Today : Apr 02, 2025
Economy
01 April 2025

New Income Tax Laws Effective April 2025 Aim To Boost Economy

Tax slabs revised to exempt income up to Rs 12 lakh, but spending concerns linger among middle-class taxpayers.

As the new financial year 2025-26 begins, significant changes to India’s income tax structure come into effect, aimed at easing the burden on taxpayers. From April 1, 2025, individuals will benefit from new income tax slabs that exempt earnings up to Rs 12 lakh from taxation, a move designed to stimulate economic growth and increase disposable income for the middle class.

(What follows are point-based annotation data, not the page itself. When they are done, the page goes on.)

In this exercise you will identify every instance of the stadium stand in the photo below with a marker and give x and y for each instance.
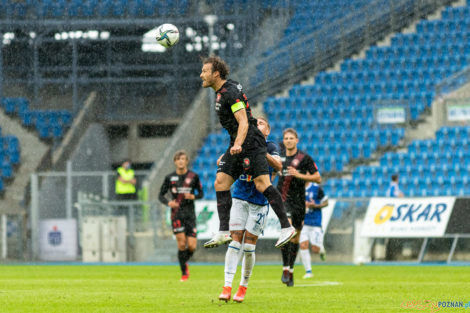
(9, 157)
(49, 124)
(429, 168)
(91, 8)
(335, 116)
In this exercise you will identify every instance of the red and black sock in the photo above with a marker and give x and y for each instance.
(224, 203)
(293, 250)
(285, 250)
(182, 255)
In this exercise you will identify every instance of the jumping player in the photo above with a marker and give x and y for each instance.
(247, 220)
(246, 154)
(184, 187)
(297, 169)
(312, 231)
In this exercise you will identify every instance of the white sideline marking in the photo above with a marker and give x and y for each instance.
(315, 284)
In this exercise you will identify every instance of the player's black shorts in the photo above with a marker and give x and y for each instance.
(251, 161)
(296, 214)
(184, 224)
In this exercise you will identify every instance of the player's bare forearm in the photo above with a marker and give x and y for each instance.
(313, 205)
(243, 125)
(315, 178)
(275, 163)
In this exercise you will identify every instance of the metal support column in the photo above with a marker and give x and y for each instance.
(3, 227)
(105, 192)
(68, 186)
(34, 216)
(210, 21)
(452, 249)
(74, 76)
(423, 250)
(1, 67)
(36, 78)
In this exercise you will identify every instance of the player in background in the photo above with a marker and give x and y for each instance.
(247, 220)
(297, 169)
(184, 187)
(315, 201)
(246, 153)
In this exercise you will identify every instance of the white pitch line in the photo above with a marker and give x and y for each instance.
(317, 284)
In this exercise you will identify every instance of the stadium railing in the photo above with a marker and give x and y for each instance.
(375, 23)
(188, 136)
(66, 187)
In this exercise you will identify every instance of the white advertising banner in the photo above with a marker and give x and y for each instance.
(391, 115)
(458, 113)
(208, 220)
(407, 217)
(58, 240)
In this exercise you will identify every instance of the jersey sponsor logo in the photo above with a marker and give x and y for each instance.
(245, 177)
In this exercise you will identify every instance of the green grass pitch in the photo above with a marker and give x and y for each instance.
(334, 288)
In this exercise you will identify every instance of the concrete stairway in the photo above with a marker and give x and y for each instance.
(32, 152)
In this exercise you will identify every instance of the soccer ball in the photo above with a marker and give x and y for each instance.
(167, 35)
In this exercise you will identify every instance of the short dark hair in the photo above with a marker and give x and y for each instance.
(218, 65)
(264, 119)
(290, 130)
(180, 153)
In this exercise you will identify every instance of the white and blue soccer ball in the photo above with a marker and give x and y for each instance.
(167, 35)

The revised income tax slabs under the new tax regime for FY 2025-26 are as follows:

  • 0 - 4,00,000: 0%
  • 4,00,001 - 8,00,000: 5%
  • 8,00,001 - 12,00,000: 10%
  • 12,00,001 - 16,00,000: 15%
  • 16,00,001 - 20,00,000: 20%
  • 20,00,001 - 24,00,000: 25%
  • 24,00,001 and above: 30%

In addition to these changes, individuals can claim a tax rebate under Section 87A, which allows for zero tax on income up to Rs 12 lakh, provided they file their income tax returns (ITR). This means that many taxpayers will see a significant reduction in their tax liabilities, potentially keeping more money in their pockets.

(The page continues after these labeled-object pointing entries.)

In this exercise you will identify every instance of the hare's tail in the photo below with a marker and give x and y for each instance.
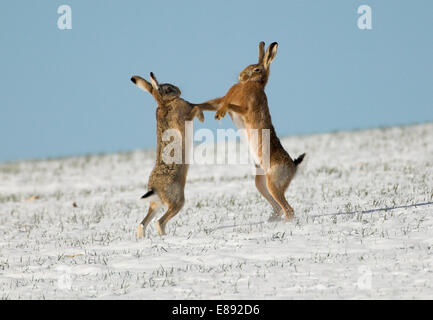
(299, 159)
(148, 194)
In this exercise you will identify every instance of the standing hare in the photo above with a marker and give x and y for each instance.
(247, 104)
(167, 180)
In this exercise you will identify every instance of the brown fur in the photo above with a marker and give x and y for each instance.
(247, 104)
(167, 181)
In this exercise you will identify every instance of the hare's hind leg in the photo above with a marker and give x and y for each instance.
(153, 209)
(277, 184)
(173, 209)
(261, 187)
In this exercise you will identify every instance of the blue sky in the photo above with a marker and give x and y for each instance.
(67, 92)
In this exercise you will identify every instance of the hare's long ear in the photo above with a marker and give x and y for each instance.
(261, 52)
(154, 82)
(155, 86)
(142, 84)
(270, 54)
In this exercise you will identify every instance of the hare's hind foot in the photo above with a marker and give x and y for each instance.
(289, 214)
(160, 228)
(274, 218)
(140, 231)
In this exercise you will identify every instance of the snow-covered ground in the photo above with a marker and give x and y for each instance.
(220, 246)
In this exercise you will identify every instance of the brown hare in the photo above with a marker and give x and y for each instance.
(247, 104)
(167, 180)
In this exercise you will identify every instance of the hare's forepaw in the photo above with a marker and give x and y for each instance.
(220, 114)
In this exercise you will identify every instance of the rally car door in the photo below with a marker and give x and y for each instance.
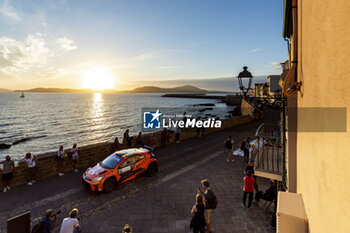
(126, 169)
(140, 164)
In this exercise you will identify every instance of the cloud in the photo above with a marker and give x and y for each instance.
(8, 11)
(31, 54)
(169, 67)
(66, 44)
(255, 50)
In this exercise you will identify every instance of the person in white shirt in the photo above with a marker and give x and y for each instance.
(71, 224)
(32, 169)
(75, 156)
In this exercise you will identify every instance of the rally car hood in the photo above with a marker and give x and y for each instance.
(95, 171)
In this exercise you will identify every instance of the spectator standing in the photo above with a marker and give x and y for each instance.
(163, 138)
(198, 220)
(208, 197)
(32, 168)
(7, 173)
(248, 189)
(268, 195)
(116, 144)
(245, 147)
(177, 135)
(71, 224)
(228, 143)
(127, 229)
(49, 221)
(75, 156)
(250, 167)
(60, 159)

Finance Minister Nirmala Sitharaman announced these changes during the February budget, emphasizing the government’s commitment to providing relief to the middle class. The hope is that this extra disposable income will encourage spending, thus driving demand in the economy.

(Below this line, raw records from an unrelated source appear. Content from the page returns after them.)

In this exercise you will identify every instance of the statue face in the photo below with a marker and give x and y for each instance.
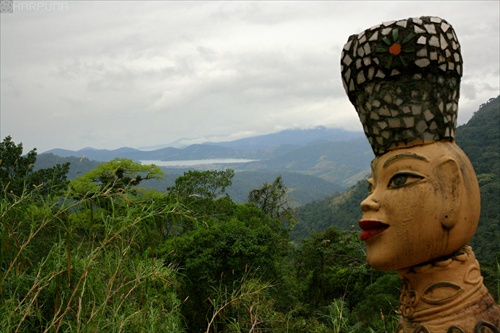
(412, 207)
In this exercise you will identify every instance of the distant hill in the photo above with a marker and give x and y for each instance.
(335, 155)
(293, 137)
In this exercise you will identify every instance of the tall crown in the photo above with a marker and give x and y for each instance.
(403, 78)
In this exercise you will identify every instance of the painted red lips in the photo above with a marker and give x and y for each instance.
(371, 228)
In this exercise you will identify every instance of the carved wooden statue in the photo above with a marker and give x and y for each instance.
(403, 78)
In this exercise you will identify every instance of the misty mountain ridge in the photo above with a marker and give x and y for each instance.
(257, 147)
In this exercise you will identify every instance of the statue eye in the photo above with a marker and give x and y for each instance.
(403, 179)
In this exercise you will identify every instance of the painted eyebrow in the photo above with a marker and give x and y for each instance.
(401, 156)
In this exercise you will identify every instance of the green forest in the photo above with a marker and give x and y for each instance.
(102, 252)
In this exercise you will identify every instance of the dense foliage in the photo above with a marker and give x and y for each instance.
(105, 253)
(101, 253)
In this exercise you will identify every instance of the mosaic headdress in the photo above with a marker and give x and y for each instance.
(403, 78)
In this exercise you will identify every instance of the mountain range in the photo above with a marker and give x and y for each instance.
(334, 155)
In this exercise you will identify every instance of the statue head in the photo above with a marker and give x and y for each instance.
(403, 77)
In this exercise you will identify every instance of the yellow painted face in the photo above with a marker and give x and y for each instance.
(414, 212)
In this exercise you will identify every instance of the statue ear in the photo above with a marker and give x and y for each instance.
(450, 184)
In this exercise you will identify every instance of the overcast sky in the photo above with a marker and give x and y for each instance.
(109, 74)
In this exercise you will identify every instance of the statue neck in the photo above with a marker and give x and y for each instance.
(447, 296)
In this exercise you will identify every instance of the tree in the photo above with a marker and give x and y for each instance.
(271, 198)
(209, 184)
(17, 175)
(114, 177)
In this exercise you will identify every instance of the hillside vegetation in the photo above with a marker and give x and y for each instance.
(104, 252)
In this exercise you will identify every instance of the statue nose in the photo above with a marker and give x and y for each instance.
(370, 203)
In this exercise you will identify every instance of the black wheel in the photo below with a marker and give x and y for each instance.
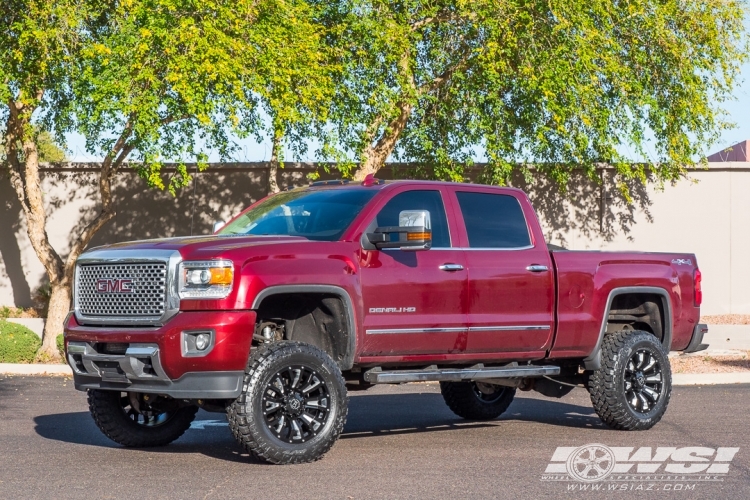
(293, 404)
(631, 390)
(476, 400)
(139, 420)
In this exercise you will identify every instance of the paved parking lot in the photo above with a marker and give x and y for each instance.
(400, 442)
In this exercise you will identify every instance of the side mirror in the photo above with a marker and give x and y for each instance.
(414, 232)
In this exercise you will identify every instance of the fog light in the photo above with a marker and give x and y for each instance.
(202, 340)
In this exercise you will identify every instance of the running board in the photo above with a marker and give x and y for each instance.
(479, 372)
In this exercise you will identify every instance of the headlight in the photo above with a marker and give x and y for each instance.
(205, 279)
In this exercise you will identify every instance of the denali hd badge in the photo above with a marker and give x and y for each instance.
(114, 286)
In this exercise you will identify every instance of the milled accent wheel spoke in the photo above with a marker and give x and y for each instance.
(643, 381)
(296, 376)
(652, 394)
(651, 363)
(296, 404)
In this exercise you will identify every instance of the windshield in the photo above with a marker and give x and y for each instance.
(317, 215)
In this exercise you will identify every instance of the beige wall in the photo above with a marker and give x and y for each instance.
(708, 215)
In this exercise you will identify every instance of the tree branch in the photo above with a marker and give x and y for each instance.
(440, 17)
(111, 164)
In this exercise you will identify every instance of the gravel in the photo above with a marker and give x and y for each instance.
(726, 319)
(708, 363)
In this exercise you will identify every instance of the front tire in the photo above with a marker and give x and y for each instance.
(293, 404)
(476, 400)
(125, 418)
(632, 388)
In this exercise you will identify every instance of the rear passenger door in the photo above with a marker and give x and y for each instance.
(511, 282)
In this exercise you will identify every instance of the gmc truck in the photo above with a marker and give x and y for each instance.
(338, 286)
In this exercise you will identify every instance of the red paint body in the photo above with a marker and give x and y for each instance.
(493, 290)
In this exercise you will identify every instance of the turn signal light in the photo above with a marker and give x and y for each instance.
(418, 236)
(697, 292)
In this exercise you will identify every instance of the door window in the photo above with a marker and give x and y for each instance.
(493, 220)
(418, 200)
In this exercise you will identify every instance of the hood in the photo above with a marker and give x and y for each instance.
(197, 247)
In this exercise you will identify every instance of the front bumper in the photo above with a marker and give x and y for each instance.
(154, 360)
(696, 342)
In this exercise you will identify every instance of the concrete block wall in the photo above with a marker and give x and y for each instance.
(708, 215)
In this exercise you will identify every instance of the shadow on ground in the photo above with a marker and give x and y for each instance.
(369, 416)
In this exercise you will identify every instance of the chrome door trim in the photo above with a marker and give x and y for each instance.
(537, 268)
(507, 328)
(417, 330)
(457, 329)
(451, 267)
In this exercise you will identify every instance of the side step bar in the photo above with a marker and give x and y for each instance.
(479, 372)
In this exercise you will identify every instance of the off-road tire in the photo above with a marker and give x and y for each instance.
(246, 415)
(464, 400)
(107, 409)
(607, 385)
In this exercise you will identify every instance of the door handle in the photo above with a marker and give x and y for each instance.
(536, 268)
(451, 267)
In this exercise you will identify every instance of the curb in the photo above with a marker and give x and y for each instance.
(35, 369)
(710, 378)
(678, 379)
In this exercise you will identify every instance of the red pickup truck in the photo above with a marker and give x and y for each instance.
(339, 286)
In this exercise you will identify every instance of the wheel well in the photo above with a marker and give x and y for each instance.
(637, 311)
(320, 319)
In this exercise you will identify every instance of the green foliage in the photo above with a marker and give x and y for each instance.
(48, 149)
(176, 78)
(295, 94)
(564, 84)
(18, 344)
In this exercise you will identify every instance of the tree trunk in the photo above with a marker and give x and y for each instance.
(273, 169)
(59, 306)
(374, 157)
(26, 181)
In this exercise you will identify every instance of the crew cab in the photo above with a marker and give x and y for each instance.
(338, 286)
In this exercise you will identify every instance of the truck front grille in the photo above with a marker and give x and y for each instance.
(121, 290)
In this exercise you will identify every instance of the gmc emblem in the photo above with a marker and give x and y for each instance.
(114, 286)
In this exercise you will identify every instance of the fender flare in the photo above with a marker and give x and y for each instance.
(348, 360)
(594, 360)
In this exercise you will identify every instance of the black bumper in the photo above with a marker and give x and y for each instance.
(192, 385)
(696, 342)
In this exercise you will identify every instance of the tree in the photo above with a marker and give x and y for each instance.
(295, 95)
(564, 84)
(147, 80)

However, there are concerns regarding whether taxpayers will actually spend this additional income. Economic analysts suggest that while lower-income households may be inclined to spend, higher-income earners might save more due to existing financial pressures, such as debt burdens and insufficient safety nets. As noted in a recent report, "the Reserve Bank of India’s (RBI) Financial Stability Report" highlights that many in the middle class are struggling with high debt levels, which may hinder their spending capacity.

Further changes in the budget impact the taxation of unit-linked insurance plans (ULIPs). Now, proceeds from ULIPs that do not qualify for exemption under Section 10(10D) will be treated as capital assets and taxed accordingly. Short-term gains will be taxed at 20%, while long-term gains will face a tax rate of 12.5% without indexation benefits. This change is expected to affect how individuals view these investment products moving forward.

The government has also made adjustments to the tax deduction at source (TDS) rates. For instance, the TDS rate for income payable by securitisation trusts has been reduced from 25% to 10%, effective April 1, 2025. Additionally, the thresholds for various TDS sections have been increased, allowing more individuals to retain a larger portion of their income.

Notably, the previous requirement for higher TDS and tax collection at source (TCS) for non-filers of ITRs has been removed. This change aims to alleviate the compliance burden on taxpayers who may have missed filing their returns in previous years.

Another significant highlight of this budget is the introduction of deductions for contributions to the NPS Vatsalya scheme under Section 80CCD. This deduction is available only for those opting for the old tax regime, which may influence taxpayers’ decisions regarding their tax strategy.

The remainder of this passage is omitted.